REVEREND SAMUEL STONE: One of the founders of Hartford, Stone took over as minister of the colony’s appropriately named First Church after its founder Reverend Thomas Hooker died. An aggressive witch prosecutor, he also showed that although Puritans left England to obtain freedom of religion, most did not tolerate any beliefs but their own. Unpopular with both parishioners and church elders for, among other things, his belief that the ministry should be “a speaking aristocracy in the face of a silent democracy,” Stone was an eager participant in Connecticut’s witch trials, particularly the Hartford Witch Panic.
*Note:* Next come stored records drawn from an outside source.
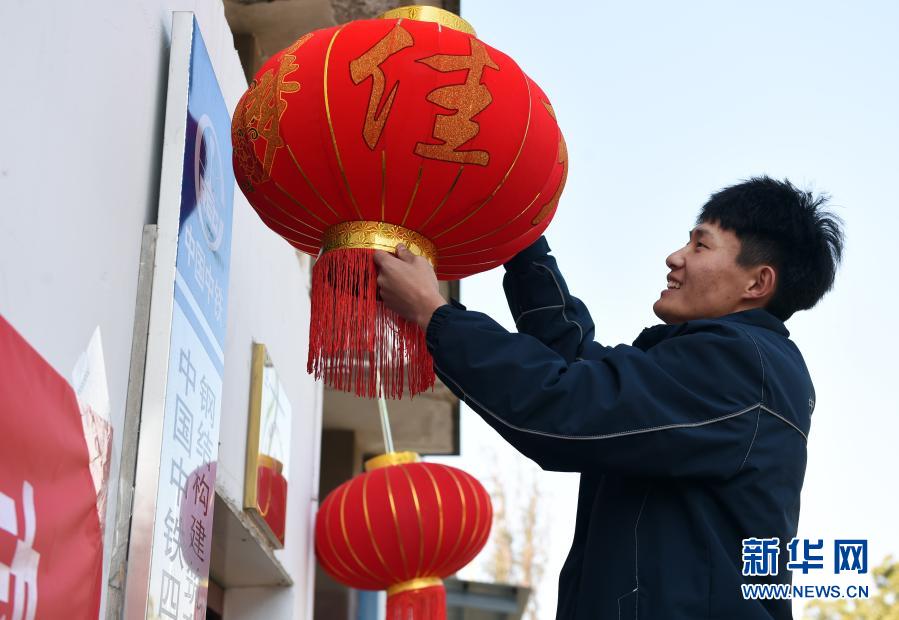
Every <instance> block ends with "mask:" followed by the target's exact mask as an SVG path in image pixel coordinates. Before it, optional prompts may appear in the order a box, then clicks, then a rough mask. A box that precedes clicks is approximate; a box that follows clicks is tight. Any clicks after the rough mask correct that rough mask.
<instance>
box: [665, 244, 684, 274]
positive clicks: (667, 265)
mask: <svg viewBox="0 0 899 620" xmlns="http://www.w3.org/2000/svg"><path fill="white" fill-rule="evenodd" d="M665 265H666V266H667V267H668V269H671V270H672V271H673V270H675V269H680V268H681V267H683V266H684V248H681V249H679V250H677V251H675V252H672V253H671V254H669V255H668V258H666V259H665Z"/></svg>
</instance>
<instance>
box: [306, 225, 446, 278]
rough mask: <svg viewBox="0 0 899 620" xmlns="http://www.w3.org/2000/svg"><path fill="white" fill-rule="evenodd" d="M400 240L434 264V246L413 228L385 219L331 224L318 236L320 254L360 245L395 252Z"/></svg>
mask: <svg viewBox="0 0 899 620" xmlns="http://www.w3.org/2000/svg"><path fill="white" fill-rule="evenodd" d="M400 243H402V244H403V245H405V246H406V248H407V249H408V250H409V251H410V252H412V253H413V254H417V255H418V256H424V257H425V258H426V259H428V262H429V263H431V266H433V267H436V266H437V247H436V246H435V245H434V244H433V243H432V242H431V240H430V239H428V238H427V237H424V236H422V235H420V234H418V233H417V232H415V231H414V230H410V229H408V228H403V227H402V226H397V225H396V224H387V223H385V222H366V221H353V222H342V223H340V224H336V225H334V226H331V227H330V228H328V229H327V230H326V231H325V234H324V236H323V237H322V254H324V253H325V252H328V251H329V250H345V249H348V248H362V249H365V250H384V251H386V252H395V251H396V246H397V245H399V244H400Z"/></svg>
He spent much of his time recording the testimonies of those allegedly bewitched. According to Tomlinson, he “immersed himself in obtaining a statement of repentance from Mary Johnson prior to her execution” and, for this and similar efforts, was described as “the famous Mr. Samuel Stone” by Cotton Mather.
SAMUEL WYLLYS: Evolving from what Tomlinson called a “witch prosecutor to an active protector,” Wyllys was an elected official in the Connecticut Colony for close to forty years, standing in as head of the Generall Court when the governor or deputy governor was absent, as well as serving as a commissioner of the United Colonies. His father, Samuel Wyllys, was elected governor of Connecticut in 1642, and like John Winthrop Jr., Samuel Wyllys was unconvinced that all unexplainable occurrences were caused by the devil. An active supporter of Winthrop’s efforts to change witchcraft laws and beliefs, he played a key role in securing Mercy Disborough’s reprieve and pardon. A meticulous record keeper, Wyllys is responsible for the majority of surviving court documents and depositions from Connecticut’s witch trials, which are split between archives at the Connecticut State Library and Brown University.